Re: SERIALIZABLE and INSERTs with multiple VALUES - Mailing list pgsql-general

From Thomas Munro
Subject Re: SERIALIZABLE and INSERTs with multiple VALUES
Date
Msg-id CAEepm=285cYe-6NE1K0iT4TJQPCDvCxauo0ROO9shrMcRx6o2w@mail.gmail.com
Whole thread Raw
In response to Re: SERIALIZABLE and INSERTs with multiple VALUES  (Kevin Grittner <kgrittn@gmail.com>)
Responses Re: SERIALIZABLE and INSERTs with multiple VALUES  (Peter Geoghegan <pg@bowt.ie>)
Re: SERIALIZABLE and INSERTs with multiple VALUES  (Kevin Grittner <kgrittn@gmail.com>)
List pgsql-general
On Thu, Oct 13, 2016 at 10:06 AM, Kevin Grittner <kgrittn@gmail.com> wrote:
> On Wed, Oct 12, 2016 at 3:02 PM, Peter Geoghegan <pg@bowt.ie> wrote:
>
>> I agree that the multi-value case is a bug.
>
>> I think that it should be pretty obvious to you why the check exists
>> at all, Kevin. It exists because it would be improper to decide to
>> take the DO NOTHING path on the basis of some other committed tuple
>> existing that is not visible to the original MVCC snapshot, at higher
>> isolation levels.
>
> That's only true if it causes a cycle in the apparent order of
> execution.  If we rip out the check what we have is behavior
> completely consistent with the other transaction executing first;
> in other words, it creates a read-write dependency (a/k/a
> rw-conflict) from the current transaction to the concurrent
> transaction which succeeds in its insert.  That may or may not
> cause a cycle, depending on what else is happening.

The "higher isolation levels" probably shouldn't be treated the same way.
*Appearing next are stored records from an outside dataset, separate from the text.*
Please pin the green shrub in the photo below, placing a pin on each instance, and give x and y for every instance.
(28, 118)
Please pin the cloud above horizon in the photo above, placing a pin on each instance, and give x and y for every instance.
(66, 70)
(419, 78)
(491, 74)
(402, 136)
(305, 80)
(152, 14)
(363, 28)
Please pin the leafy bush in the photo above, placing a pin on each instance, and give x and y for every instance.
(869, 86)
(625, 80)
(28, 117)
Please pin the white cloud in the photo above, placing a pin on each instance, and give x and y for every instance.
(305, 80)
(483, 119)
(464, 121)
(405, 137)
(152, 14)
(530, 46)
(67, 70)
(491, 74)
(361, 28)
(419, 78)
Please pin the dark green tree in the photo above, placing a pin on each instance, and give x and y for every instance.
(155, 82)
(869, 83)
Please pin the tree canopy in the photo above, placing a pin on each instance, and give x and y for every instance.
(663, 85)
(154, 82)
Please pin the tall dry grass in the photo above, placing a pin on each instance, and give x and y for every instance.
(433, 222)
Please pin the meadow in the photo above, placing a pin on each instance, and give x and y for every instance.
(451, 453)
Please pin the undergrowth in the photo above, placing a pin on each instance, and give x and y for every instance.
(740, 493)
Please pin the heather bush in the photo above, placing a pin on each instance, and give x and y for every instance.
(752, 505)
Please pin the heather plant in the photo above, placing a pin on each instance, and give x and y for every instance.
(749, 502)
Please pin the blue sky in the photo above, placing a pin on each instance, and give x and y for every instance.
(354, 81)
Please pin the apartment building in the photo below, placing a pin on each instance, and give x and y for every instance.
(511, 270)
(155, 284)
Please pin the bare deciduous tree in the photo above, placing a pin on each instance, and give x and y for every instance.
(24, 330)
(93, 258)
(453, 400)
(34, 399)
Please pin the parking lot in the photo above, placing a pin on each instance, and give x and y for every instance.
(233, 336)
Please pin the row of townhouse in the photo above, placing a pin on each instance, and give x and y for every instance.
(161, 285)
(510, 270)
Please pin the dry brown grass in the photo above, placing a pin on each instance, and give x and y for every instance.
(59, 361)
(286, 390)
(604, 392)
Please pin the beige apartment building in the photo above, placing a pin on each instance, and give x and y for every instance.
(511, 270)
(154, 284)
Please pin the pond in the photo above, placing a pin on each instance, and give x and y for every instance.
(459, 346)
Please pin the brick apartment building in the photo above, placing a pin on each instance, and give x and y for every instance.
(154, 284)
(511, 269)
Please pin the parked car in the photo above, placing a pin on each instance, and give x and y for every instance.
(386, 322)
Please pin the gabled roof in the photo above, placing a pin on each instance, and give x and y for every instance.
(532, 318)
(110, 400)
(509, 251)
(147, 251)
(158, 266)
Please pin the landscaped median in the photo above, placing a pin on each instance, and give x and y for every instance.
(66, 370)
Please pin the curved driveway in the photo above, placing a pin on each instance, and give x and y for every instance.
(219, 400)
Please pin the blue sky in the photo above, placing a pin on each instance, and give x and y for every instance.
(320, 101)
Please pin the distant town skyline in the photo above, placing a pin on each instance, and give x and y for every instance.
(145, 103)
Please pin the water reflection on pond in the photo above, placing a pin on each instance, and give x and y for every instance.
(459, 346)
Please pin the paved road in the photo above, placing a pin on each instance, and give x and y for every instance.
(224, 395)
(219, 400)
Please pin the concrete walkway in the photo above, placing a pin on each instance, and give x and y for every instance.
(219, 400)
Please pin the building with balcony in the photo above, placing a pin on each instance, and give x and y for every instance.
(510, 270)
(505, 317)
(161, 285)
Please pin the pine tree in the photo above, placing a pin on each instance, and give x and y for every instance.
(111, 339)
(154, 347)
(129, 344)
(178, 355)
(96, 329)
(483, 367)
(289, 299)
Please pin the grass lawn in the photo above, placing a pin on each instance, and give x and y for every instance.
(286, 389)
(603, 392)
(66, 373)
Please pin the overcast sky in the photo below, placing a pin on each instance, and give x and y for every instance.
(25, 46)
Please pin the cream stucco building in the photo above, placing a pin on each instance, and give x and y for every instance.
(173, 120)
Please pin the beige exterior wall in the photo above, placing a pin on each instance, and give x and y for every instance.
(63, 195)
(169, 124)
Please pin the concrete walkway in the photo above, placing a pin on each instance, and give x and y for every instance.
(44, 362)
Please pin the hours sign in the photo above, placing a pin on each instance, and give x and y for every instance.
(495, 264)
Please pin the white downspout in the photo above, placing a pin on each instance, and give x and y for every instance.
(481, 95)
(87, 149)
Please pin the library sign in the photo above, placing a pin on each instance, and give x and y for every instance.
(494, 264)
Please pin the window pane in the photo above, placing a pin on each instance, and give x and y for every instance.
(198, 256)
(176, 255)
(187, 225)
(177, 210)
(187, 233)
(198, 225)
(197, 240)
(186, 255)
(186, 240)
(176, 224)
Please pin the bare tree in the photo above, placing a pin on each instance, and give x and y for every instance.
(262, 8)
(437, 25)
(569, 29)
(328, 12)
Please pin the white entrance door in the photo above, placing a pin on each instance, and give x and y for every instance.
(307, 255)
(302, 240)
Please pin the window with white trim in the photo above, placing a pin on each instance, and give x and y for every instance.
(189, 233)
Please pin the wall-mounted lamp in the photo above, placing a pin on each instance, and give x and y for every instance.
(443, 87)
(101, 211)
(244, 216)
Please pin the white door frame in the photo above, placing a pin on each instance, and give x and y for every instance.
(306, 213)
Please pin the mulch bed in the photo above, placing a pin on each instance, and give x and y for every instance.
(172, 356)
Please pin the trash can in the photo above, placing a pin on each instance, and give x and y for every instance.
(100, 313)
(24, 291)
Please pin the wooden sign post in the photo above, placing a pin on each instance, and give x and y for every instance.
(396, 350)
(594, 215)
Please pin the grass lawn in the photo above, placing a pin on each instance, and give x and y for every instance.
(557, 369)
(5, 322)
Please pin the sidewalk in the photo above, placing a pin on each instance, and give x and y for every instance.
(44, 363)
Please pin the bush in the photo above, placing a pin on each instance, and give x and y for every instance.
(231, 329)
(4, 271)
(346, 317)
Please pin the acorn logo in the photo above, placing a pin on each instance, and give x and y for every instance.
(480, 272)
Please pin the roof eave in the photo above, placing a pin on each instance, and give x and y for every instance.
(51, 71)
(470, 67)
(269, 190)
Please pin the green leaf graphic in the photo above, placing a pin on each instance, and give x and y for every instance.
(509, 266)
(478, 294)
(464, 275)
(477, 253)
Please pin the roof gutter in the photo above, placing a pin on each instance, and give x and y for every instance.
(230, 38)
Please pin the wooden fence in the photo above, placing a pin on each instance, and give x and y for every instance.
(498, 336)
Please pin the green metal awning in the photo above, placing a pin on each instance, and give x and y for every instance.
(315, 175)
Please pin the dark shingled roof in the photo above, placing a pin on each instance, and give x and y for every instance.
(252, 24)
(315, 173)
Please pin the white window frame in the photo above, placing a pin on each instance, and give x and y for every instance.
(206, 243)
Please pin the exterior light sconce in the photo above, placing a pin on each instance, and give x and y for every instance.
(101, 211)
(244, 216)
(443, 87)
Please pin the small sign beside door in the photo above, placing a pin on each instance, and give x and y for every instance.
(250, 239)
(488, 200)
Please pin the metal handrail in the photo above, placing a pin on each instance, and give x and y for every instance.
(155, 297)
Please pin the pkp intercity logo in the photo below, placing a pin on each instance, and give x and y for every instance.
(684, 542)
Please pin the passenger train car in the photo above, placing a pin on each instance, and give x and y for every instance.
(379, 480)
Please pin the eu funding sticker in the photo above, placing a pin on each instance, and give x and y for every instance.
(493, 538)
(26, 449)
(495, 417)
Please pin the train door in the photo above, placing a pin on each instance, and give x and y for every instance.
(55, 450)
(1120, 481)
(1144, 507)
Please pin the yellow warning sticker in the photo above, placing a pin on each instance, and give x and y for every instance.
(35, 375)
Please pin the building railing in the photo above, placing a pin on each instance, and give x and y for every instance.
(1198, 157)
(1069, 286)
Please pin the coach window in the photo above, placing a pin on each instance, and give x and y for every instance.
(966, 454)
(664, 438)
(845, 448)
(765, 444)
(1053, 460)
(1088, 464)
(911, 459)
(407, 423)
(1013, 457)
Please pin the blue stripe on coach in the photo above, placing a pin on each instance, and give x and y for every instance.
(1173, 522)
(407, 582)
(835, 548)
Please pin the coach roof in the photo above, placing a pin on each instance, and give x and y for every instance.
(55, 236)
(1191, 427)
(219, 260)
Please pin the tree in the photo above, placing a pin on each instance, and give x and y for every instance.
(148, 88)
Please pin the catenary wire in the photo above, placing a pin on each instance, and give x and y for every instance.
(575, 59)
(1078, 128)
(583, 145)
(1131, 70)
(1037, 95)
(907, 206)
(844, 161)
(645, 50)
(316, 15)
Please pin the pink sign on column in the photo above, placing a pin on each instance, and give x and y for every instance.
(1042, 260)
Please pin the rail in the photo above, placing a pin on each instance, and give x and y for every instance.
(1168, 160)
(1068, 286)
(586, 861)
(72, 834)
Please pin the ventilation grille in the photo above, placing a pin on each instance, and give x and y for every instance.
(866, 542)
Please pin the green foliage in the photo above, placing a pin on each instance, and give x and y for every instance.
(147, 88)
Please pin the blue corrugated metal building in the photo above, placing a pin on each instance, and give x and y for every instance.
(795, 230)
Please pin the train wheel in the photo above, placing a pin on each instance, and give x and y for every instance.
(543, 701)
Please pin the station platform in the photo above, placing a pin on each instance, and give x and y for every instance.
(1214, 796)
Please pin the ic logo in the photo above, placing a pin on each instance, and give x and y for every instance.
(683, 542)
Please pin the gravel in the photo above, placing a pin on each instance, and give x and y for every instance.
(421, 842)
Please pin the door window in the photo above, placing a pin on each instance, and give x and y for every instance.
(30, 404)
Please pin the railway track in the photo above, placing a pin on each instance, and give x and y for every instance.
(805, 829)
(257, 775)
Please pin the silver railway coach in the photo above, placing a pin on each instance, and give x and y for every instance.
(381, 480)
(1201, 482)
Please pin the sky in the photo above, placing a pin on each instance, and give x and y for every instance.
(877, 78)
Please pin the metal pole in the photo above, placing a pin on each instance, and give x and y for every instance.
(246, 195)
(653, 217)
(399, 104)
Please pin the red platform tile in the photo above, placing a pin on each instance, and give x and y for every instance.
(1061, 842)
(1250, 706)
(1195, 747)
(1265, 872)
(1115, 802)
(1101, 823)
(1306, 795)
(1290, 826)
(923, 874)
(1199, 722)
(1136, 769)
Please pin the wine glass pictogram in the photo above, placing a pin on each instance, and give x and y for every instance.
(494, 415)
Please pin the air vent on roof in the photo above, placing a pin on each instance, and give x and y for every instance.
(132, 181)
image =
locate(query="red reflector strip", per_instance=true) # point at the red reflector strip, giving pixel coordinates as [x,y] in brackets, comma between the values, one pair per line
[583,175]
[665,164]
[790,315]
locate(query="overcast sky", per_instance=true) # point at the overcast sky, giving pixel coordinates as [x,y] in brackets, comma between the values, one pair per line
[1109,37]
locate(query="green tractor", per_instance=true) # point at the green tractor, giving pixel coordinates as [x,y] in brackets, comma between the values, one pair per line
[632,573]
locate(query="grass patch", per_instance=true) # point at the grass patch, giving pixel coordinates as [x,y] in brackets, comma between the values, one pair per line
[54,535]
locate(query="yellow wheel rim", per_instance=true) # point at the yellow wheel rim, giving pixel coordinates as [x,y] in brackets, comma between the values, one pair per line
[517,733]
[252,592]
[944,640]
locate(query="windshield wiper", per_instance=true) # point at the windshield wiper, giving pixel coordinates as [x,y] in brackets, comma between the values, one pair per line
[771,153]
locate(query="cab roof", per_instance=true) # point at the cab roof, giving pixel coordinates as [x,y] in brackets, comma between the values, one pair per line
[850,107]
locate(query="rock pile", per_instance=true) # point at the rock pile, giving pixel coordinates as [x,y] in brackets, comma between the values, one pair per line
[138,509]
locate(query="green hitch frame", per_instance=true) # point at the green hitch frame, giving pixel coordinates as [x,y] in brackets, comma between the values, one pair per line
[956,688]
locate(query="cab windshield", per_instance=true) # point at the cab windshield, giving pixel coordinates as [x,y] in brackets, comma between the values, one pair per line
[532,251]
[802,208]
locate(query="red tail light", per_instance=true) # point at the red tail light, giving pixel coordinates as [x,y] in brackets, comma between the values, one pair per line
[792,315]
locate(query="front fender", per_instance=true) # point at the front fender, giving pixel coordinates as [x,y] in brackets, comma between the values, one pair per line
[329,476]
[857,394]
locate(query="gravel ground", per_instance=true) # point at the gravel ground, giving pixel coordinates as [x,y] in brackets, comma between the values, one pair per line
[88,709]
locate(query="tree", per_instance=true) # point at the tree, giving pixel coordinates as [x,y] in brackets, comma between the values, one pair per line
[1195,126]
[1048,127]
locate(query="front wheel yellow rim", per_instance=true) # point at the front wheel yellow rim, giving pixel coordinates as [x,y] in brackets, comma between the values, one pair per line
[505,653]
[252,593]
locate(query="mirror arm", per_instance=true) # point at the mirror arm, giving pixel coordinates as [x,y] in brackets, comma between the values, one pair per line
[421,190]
I think Peter's right about REPEATABLE READ.  We should definitely
raise the error immediately as we do in that level, because our RR
(SI) doesn't care about write skew and all that stuff, it just
promises that you can only see data in your snapshot.  We can't allow
you to take a different course of action based on data that your
snapshot can't see, so the only reasonable thing to do is abandon
ship.

But yeah, the existing code raises false positive serialization
failures under SERIALIZABLE, and that's visible in the isolation test
I posted: there is actually a serial order of those transactions with
the same result.

When working on commit fcff8a57 I became suspicious of the way ON
CONFLICT interacts with SSI, as I mentioned in passing back then[1],
thinking mainly of false negatives.  I failed to find a
non-serializable schedule involving ON CONFLICT that was allowed to
run, though I didn't spend much time on it.   One thing that worries
me is the final permutation of read-write-unique-4.spec, which
produces an arguably spurious UCV, that is, a transaction that doesn't
commit but raises a UCV instead of the serialization failure you might
expect.  The ON CONFLICT equivalent might be a transaction that takes
the ON CONFLICT path and then commits, even though it should be
considered non-serializable.  I would really like to understand that
case better, and until then I wouldn't bet my boots that it isn't
possible to commit anomalies using ON CONFLICT under SERIALIZABLE
without Peter's check (or even with it), despite the fact that it
reaches predicate locking code via heap_fetch etc.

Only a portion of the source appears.